May 7, 2025

Tekin Yayın Dağıtım San.Tic.Ltd.Şti

Mimar Sinan Mah. Atlas Çıkmazı Sk. No:7 Üsküdar/İstanbul

Sahibi ve Sorumlu Yazı İşleri Müdürü

Elif Akkaya

Telefon

0216 323 20 20

E-mail

info@tekinyayinevi.com.tr

Website

Tekin Yayınevi

Teknik Sorumlu

Tetris Teknoloji

1975-80: Küçük kara civcivleri ve buzdağının görünmeyen yüzünü anlatmak

1975-80: Küçük kara civcivleri ve buzdağının görünmeyen yüzünü anlatmak

OSMAN ÇUTSAY

Okurken paramparça olmak mı? Öyle: Temiz bir dille ve büyük “edebî” iddialar taşımaksızın ama bir görev bilinciyle üretilmiş, sevgi dolu bir kitap karşısındayız. Neredeyse 50 yıl sonra, eski Türkiye’nin belki de en uzun ve umut dolu 5 yılının hâlâ meçhul kavgacılarını ucundan ucundan anlatan bir kitap. Sonda söyleyeceğimizi, başta söyleyelim: Her durumda, kirli Türkiye kapitalizmine serpiştirilmiş sürüyle “şaşaalı” kitabı ıskartaya çıkaran bir zenginlik bu. Saklı portrelerden oluşuyor. Ancak asıl önemlisi, yazarın portresini de bu portreler üzerinden okuyabiliyoruz.

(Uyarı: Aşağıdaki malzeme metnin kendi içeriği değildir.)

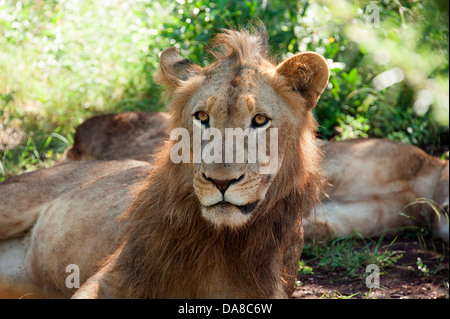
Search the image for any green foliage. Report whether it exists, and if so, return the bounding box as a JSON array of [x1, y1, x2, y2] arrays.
[[302, 237, 403, 277], [0, 0, 449, 180]]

Hepimizin portresi aslında. Anlatılan bizim hikâyemizdir.

Bir şeylerin değişeceği, hatta değişmeye başladığı anlaşılıyor.

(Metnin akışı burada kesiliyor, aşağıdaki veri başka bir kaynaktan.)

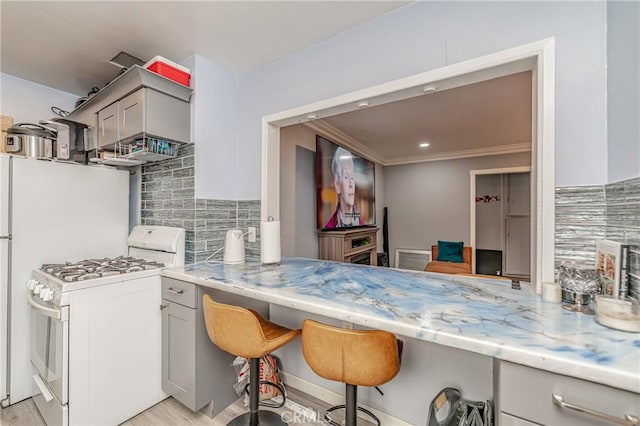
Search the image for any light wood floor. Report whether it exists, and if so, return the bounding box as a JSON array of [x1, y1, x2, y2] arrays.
[[0, 388, 373, 426]]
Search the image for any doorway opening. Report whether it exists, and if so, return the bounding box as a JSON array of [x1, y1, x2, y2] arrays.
[[261, 38, 555, 294], [469, 166, 534, 281]]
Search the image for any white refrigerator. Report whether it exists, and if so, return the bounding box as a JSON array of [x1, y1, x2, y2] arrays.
[[0, 154, 129, 407]]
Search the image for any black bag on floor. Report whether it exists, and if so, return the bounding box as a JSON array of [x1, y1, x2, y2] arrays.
[[427, 388, 493, 426]]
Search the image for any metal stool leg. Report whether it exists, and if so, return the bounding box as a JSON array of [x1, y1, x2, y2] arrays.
[[227, 358, 287, 426], [344, 383, 358, 426], [324, 383, 381, 426]]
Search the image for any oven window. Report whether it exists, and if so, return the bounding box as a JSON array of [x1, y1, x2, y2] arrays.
[[31, 309, 67, 404]]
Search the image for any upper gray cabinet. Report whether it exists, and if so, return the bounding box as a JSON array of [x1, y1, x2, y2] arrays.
[[98, 87, 191, 149], [67, 65, 192, 150]]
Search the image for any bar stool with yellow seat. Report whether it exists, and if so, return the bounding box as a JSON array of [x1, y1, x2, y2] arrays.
[[302, 320, 402, 426], [202, 294, 300, 426]]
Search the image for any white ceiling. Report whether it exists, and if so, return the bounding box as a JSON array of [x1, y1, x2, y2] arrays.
[[0, 0, 531, 164], [323, 71, 532, 164], [0, 0, 410, 95]]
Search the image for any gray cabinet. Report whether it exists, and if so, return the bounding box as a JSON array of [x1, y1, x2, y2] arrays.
[[494, 361, 640, 426], [162, 277, 269, 416], [98, 102, 119, 145], [98, 87, 191, 148]]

İsteyen bir roman olarak da okuyabilir. Böyle parçalı olmasına şaşırarak ve romanın tanımına sığmadığından emin olarak. Ama öyle. Halil Yıldız, “Kısa Hayatların Uzun Hikâyeleri” başlığını uygun gördüğü kitabında, yazacağı yeni kitap veya kitapların da haberini veriyor. Bu bir yana, asıl mesaj galiba şu: Müthiş bir dönemin müthiş hayatlarını anlatan hiç olmadı, bazıları hiç denemedi değil, özellikle liberal karşıdevrimcilik buraların ekmeğini yedi epey, ama devrimcilere yakışır bir işçilikle bizimkiler bu hayatları bir türlü yazamamıştı. Ortada büyük bir boşluk hâlâ var ve işte Halil Yıldız, bu boşluğa da dikkat çekmiş oluyor: Neden anlatılamadı? Bu soruya yanıt aramayacağız.

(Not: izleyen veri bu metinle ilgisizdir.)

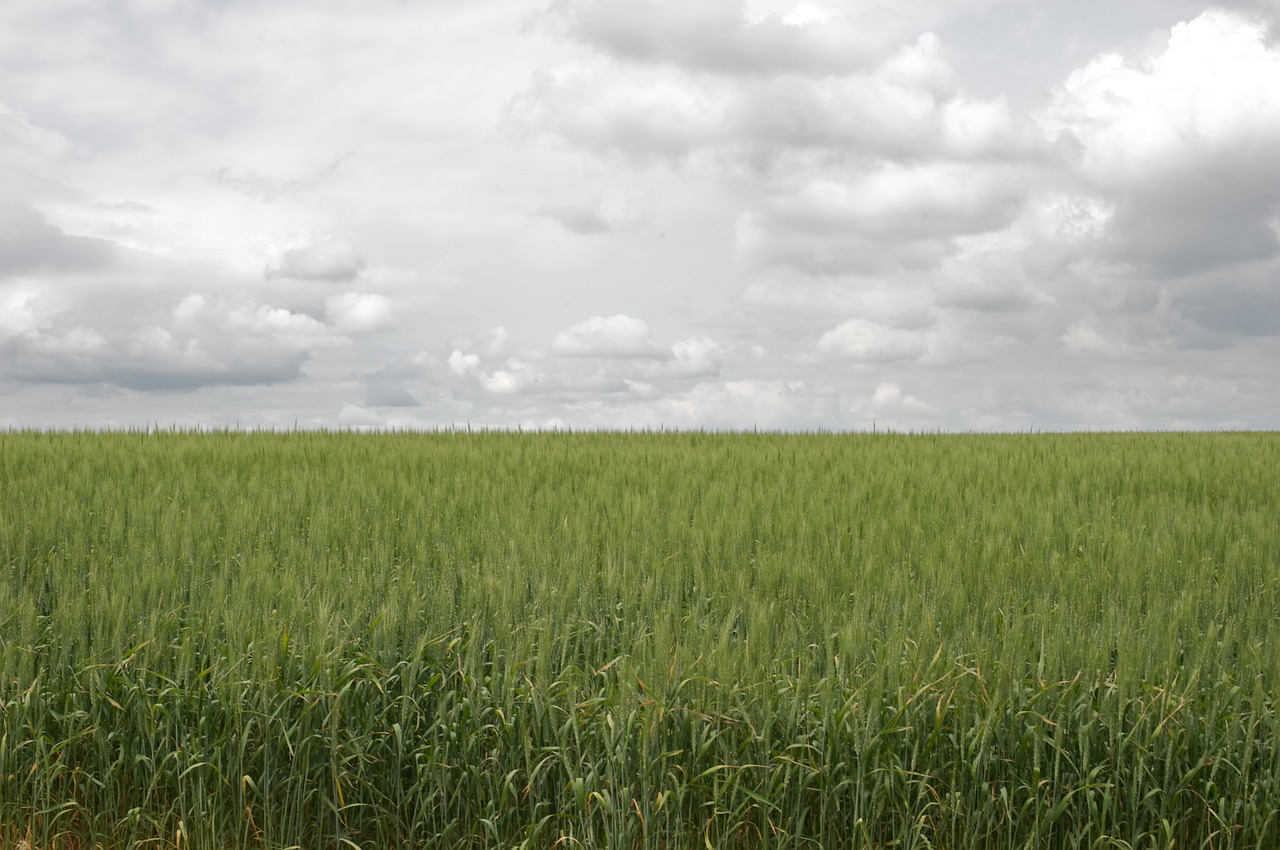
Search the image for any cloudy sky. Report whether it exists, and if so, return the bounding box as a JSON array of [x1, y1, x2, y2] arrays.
[[0, 0, 1280, 430]]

Yanıtını burada derinlemesine aramayacağımız bir diğer soru da şu: Antikomünist bir histeri cephesi halini almış Türk edebiyatı bu yükün altına girebilecek güçte miydi? Böyle bir niyeti var mıydı? O niyeti uygulamaya sokabilecek enerjiye bugün sahip mi? Olan bitenin farkında mı? Yoksa bir işgal edebiyatı olarak zaten kendi halinde yaşayıp, daha doğrusu çürüyüp gidiyor mu? Antikomünist histerinin liberal gölgesi her şeyi çürütmedi mi? Öyledir.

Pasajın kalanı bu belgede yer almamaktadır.